This title is not specifically referring to one company, one brand or one country in the title.

For the past five to seven years, even in a tight economy,  leading developers have been targeting previously under-served countries and the pace has hastened this past 24-36 months. (See this link for specifics)

For this lessons in leadership, I looked to the East for a different perspective and different industry.  While hospitality is not the same as manufacturing, there are parallels in certain people skills.

A former senior managing director of Toyota Motor Corporation and renowned leader of their famous manufacturing system, Masao Nemoto is known throughout the world as a leader in quality control and process optimization. In a sense, he is one of the principal architects of the “Toyota Way.”    His ideas on leadership and quality management are documented, and reveal the profound knowledge Nemoto infused into the day-to-day operations at Toyota, much the same as certain hoteliers such as Statler, Hilton, Wilson,  Johnson, Marriott, Oberoi, Sharp, Carlson, Kerzner, Forte, Ritz and others did in hotels.

Nemoto insisted on a culture of shared responsibility and he believed that critical tasks could not be left to a single business unit, but rather should be a collective responsibility. Nemoto’s point of view says that leaders must lead across the company, not just their own particular area

His beliefs went from the senior leaders all the down to the individual worker on the assembly line, where everyone speaks, insisted Nemoto, not just management. A direct result of this view is the work principle: problems must be solved at the lowest possible level. All employees take responsibility for problem solving, instead of pushing the problems or issues up the line where it likely gets choked in bureaucracy.

In my career, I have worked with and in all sizes of organizations.   I have sat in countless meetings that seem to be stalled with some regularity and have found myself wondering the same things you might be thinking today:  “Are we competing against each other or against the competition?”

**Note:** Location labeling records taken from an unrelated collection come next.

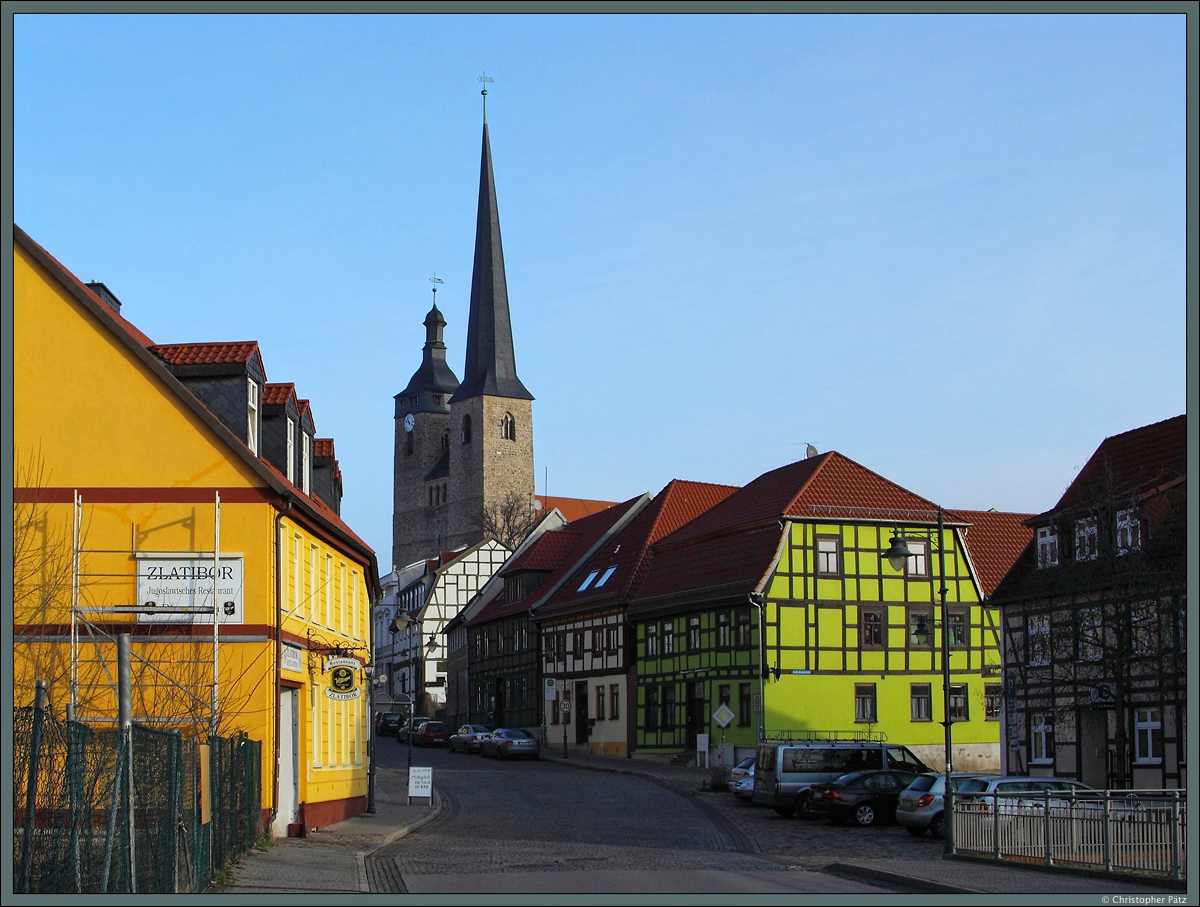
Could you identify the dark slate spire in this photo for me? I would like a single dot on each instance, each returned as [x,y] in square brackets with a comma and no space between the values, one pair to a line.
[491,366]
[435,376]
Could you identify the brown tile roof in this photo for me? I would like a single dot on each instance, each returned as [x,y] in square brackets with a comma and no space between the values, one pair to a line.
[179,354]
[570,508]
[994,541]
[1129,463]
[628,551]
[573,544]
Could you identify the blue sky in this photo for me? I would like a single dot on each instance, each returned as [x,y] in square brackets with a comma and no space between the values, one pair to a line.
[951,247]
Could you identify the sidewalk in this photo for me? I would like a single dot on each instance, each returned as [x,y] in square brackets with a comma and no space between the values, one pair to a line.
[334,858]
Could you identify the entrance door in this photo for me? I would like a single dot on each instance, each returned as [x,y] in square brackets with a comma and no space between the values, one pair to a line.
[498,709]
[695,714]
[287,794]
[581,713]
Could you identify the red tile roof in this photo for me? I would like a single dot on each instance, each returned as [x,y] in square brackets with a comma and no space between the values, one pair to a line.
[1129,463]
[994,541]
[570,508]
[628,551]
[574,544]
[179,354]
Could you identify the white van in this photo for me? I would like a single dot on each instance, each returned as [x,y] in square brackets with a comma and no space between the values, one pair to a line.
[785,772]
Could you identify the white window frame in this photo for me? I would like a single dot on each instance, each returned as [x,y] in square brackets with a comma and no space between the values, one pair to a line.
[292,450]
[306,462]
[1041,739]
[828,556]
[1037,632]
[1147,737]
[1048,547]
[1086,539]
[253,400]
[1128,532]
[865,704]
[1091,634]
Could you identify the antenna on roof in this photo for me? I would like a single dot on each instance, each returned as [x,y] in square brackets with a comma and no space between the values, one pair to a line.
[485,77]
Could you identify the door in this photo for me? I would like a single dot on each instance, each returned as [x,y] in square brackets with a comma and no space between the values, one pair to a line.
[581,713]
[287,794]
[695,714]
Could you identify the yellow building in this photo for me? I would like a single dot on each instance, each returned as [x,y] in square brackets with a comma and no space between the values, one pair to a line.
[153,481]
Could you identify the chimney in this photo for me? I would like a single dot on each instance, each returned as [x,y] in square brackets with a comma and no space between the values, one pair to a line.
[106,295]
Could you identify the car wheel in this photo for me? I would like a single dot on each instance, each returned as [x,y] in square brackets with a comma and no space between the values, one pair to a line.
[804,809]
[864,815]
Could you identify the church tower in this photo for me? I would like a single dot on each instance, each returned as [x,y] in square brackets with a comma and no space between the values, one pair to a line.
[467,451]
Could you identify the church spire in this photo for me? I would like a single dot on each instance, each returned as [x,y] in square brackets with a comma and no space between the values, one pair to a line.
[491,366]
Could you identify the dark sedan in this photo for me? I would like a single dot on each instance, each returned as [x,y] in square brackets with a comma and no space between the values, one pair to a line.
[432,733]
[468,737]
[388,724]
[861,797]
[508,742]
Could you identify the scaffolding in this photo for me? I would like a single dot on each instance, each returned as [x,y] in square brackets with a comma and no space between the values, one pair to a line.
[174,673]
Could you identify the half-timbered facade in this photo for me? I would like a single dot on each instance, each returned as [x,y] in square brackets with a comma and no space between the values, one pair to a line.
[430,601]
[583,622]
[778,605]
[1096,622]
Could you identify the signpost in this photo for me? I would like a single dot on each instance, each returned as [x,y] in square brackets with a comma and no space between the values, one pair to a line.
[565,708]
[420,782]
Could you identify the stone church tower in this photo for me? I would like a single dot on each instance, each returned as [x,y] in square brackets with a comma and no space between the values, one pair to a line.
[463,449]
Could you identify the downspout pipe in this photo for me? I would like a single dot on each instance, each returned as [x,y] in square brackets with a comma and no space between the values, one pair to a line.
[756,600]
[279,650]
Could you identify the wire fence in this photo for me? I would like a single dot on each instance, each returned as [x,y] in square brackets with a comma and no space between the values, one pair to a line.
[127,812]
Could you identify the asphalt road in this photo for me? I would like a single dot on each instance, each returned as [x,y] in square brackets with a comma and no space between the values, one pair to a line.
[544,827]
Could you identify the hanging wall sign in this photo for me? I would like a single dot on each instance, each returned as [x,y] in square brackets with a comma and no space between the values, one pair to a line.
[178,588]
[342,679]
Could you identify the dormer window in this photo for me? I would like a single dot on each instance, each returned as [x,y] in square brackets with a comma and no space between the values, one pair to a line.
[1086,539]
[1048,547]
[306,462]
[252,406]
[292,450]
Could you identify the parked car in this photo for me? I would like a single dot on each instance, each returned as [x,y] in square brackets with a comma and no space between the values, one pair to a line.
[786,772]
[743,788]
[388,724]
[1019,794]
[409,727]
[861,797]
[507,742]
[743,769]
[467,738]
[922,805]
[432,733]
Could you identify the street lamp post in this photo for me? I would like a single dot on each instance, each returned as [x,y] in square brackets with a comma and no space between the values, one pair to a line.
[898,556]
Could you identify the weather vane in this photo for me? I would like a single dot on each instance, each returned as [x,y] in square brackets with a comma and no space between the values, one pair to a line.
[485,77]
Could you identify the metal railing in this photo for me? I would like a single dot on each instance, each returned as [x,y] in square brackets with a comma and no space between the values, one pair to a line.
[1138,832]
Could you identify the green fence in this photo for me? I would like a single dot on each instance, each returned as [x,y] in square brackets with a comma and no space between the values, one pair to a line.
[100,811]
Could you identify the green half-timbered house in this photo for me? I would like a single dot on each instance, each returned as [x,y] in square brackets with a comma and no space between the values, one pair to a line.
[779,604]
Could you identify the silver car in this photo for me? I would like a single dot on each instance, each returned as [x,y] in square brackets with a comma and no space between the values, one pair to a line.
[922,805]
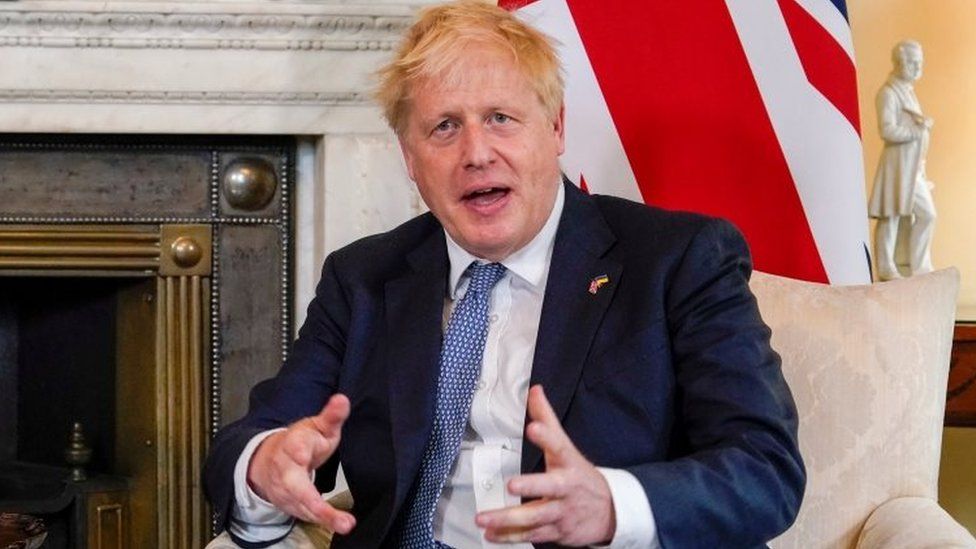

Nemoto’s 10 leadership principles:

  1. Improvement after improvement. Managers should look continually for ways to improve the work of their employees. Advance is a gradual, incremental process. They should create all atmosphere conducive to improvements by others.
  2. Coordinate between divisions.Managers of individual divisions, departments, or subsidiaries must share responsibility.  A corollary of this is that upper management should not assign important tasks to only one division.
  3. Everyone speaks.This rule guides supervisors of quality circles at Toyota, ensuring participation and learning by all members. It has also been generalized to all meetings and the annual planning process. By hearing everyone’s view, upper management can create realistic plans that have the support of those who must implement them–an essential element in quality programs.
  4. Do not scold.This was an alien concept to most managers. At Toyota the policy is for superiors to avoid giving criticism and threatening punitive measures when mistakes are made. This is the only way to ensure that mistakes will be reported immediately and fully so that the root causes (in policies and processes) can be identified and amended. Assigning blame to the reporter clearly discourages reporting of mistakes and makes it harder to find the underlying cause of a mistake, but it is difficult to train managers to take this approach.
  5. Make sure others understand your work.An emphasis on teaching and presentation skills is important because of the need for collaboration. At Toyota, managers are expected to develop their presentation skills and to teach associates about their work so that collaborations will be fuller and more effective.
  6. Send the best employees out for rotation. Toyota has a rotation policy to
    train employees. There is a strong tendency for managers to keep their best employees from rotation, but the company benefits most in the long run by training its best employees.
  7. A command without a deadline is not a command. This rule is used to
    ensure that managers always give a deadline or schedule for work. Employees are instructed to ignore requests that are not accompanied by a deadline. The rationale is that without a deadline, tasks are far less likely to be completed.
  8. Rehearsal is an ideal occasion for training.Managers and supervisors give numerous presentations and reports. In a QC program there are frequent progress reports. Nemoto encouraged managers to focus on the rehearsal of reports and presentations, and to require that they be rehearsed. Rehearsal time is used to teach presentation skills and to explore problems or lack of understanding of the topic. Because it is informal, rehearsal time is better for learning.
  9. Inspection is a failure unless top management takes action.The idea
    behind this is that management must prescribe specific remedies whenever a problem is observed or reported. Delegating this task (with comments like “shape up” or “do your best to solve this problem”) is ineffective. So is failing to take any action once a problem is defined.
  10. Ask subordinates, “What can I do for you?”At Toyota this is called “creating an opportunity to be heard at the top.” In the first year of a quality-control program, managers hold meetings in which employees brief them about progress. Three rules guide these informal meetings:
  • Do not postpone the meetings or subordinates will think their project is not taken seriously.
  • Listen to the process, not just the results, since QCs focus in on the process.
  • Ask the presenters whether you can do anything for them. If they ask for help, be sure to act on the request.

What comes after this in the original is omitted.